Wireless, Wearable Hospital Patient Monitor by GE Healthcare

Continuous monitoring using wearable sensors in general hospital wards may help detect patient deterioration earlier than traditional spot check methods and assist clinicians in improving patient outcomes. GE Healthcare is rolling out a set of wireless, portable sensors designed to be worn by patients during their hospital stay, making it easier for clinicians to keep track of their vital signs without routine check-ins. Wireless monitoring allows earlier patient mobilization, a key indicator for recovery, particularly post-surgery. This innovative technology was developed at GE Healthcare’s global center of excellence for monitoring solutions in Helsinki, Finland.
The goal is to help keep a closer eye on inpatients and people recovering from surgery-while allowing them to stretch their legs and interact with visitors, without being confined to a hospital bed-and also alert healthcare providers to any early signs of deterioration that may require a move to intensive care.
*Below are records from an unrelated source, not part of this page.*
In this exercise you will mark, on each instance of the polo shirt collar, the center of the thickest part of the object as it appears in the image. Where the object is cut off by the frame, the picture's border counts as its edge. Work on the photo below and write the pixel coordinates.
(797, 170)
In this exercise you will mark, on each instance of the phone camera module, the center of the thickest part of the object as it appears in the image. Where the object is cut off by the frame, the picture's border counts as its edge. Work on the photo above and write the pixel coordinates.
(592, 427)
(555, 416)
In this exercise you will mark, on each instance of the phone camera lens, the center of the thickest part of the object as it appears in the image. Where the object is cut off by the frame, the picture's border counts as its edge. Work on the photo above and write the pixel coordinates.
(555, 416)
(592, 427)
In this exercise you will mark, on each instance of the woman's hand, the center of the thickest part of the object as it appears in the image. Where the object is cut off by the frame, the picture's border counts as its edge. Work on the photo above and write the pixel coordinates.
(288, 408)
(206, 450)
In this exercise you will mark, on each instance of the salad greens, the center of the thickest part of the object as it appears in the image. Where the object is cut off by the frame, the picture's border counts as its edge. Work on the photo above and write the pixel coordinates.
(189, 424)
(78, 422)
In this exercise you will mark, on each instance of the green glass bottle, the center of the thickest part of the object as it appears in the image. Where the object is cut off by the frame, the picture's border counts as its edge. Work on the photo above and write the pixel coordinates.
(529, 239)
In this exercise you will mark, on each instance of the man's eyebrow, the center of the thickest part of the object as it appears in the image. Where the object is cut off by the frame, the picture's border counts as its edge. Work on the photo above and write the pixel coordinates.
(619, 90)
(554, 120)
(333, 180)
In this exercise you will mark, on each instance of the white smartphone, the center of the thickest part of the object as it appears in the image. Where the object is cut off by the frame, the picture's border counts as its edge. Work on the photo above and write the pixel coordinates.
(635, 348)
The Portrait Mobile system includes a waterproof, smartphone-like mobile monitor, which collects information from wearable sensor patches that capture the patient’s breathing rate, pulse, and oxygen saturation. Designed to complement GE’s portfolio of wired, bedside vital sign monitors and telemetry devices, Portrait Mobile has received a CE Mark for use in Europe but has not yet been cleared by the FDA.
GE estimates that about 65% of hospital patients are monitored manually and not continually, with nurses and physicians performing spot-checks every four to six hours. That includes more than 90% of patients who are recovering from an acute procedure, where opioid painkillers can lower a person’s rate of breathing and pose a major safety concern.
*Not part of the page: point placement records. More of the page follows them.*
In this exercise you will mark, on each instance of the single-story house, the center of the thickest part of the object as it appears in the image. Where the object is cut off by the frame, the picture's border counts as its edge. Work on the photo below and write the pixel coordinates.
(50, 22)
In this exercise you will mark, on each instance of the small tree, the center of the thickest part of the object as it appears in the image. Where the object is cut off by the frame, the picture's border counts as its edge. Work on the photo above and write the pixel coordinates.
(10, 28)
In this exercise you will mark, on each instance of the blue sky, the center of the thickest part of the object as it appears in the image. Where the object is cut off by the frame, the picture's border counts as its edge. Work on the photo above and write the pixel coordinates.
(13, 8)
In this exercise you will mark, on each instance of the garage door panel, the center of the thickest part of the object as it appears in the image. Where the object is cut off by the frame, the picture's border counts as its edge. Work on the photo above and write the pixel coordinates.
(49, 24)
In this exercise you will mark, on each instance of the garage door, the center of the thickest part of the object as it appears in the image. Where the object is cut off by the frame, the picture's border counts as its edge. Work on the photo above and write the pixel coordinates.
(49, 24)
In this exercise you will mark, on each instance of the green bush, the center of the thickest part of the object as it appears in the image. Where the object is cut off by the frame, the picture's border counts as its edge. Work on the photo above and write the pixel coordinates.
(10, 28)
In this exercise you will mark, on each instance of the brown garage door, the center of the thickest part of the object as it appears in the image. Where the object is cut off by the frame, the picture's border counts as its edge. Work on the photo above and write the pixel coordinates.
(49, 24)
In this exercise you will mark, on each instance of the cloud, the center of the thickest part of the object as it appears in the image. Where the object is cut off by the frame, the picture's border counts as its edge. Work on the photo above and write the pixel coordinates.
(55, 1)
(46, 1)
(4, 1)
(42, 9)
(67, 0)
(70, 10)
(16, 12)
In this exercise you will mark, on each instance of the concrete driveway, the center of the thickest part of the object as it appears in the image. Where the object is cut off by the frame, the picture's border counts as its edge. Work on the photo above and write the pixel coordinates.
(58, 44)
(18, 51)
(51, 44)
Remote monitoring technologies made strides during the pandemic, with the FDA expediting green lights for wireless sensors that could help cut down on the number of interactions between patients and providers and lower potential exposures to the coronavirus.
But even before COVID-19, medtech companies have been working on ways to separate the hospital patient from the nest of wires and patches tied to screens and beeping machines that are ubiquitous in today’s wards. That includes truly contactless hardware, with FDA granting clearances last year to systems that can measure a person’s vital signs using radar sensors and optical cameras.
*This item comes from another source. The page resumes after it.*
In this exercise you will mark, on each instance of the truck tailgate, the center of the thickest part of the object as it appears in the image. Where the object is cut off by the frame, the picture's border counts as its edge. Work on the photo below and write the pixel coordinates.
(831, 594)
Globally, an estimated 65 percent of hospital patients and over 90 percent of post-acute care patients are monitored manually and not continually. Many vital sign changes are missed during spot checks which often occur at four-to-six-hour intervals. A UK national audit of adult in-hospital cardiac arrests showed that more than half (57 percent) occurred on the wards and only five percent in the ICU where patients are monitored continuously. Most patients who end up in cardiac arrest or critical care, don’t suddenly deteriorate but rather present with earlier vital signs that show abnormal trends. Respiratory rate is the highest-ranked variable in models predicting clinical deterioration in the hospital.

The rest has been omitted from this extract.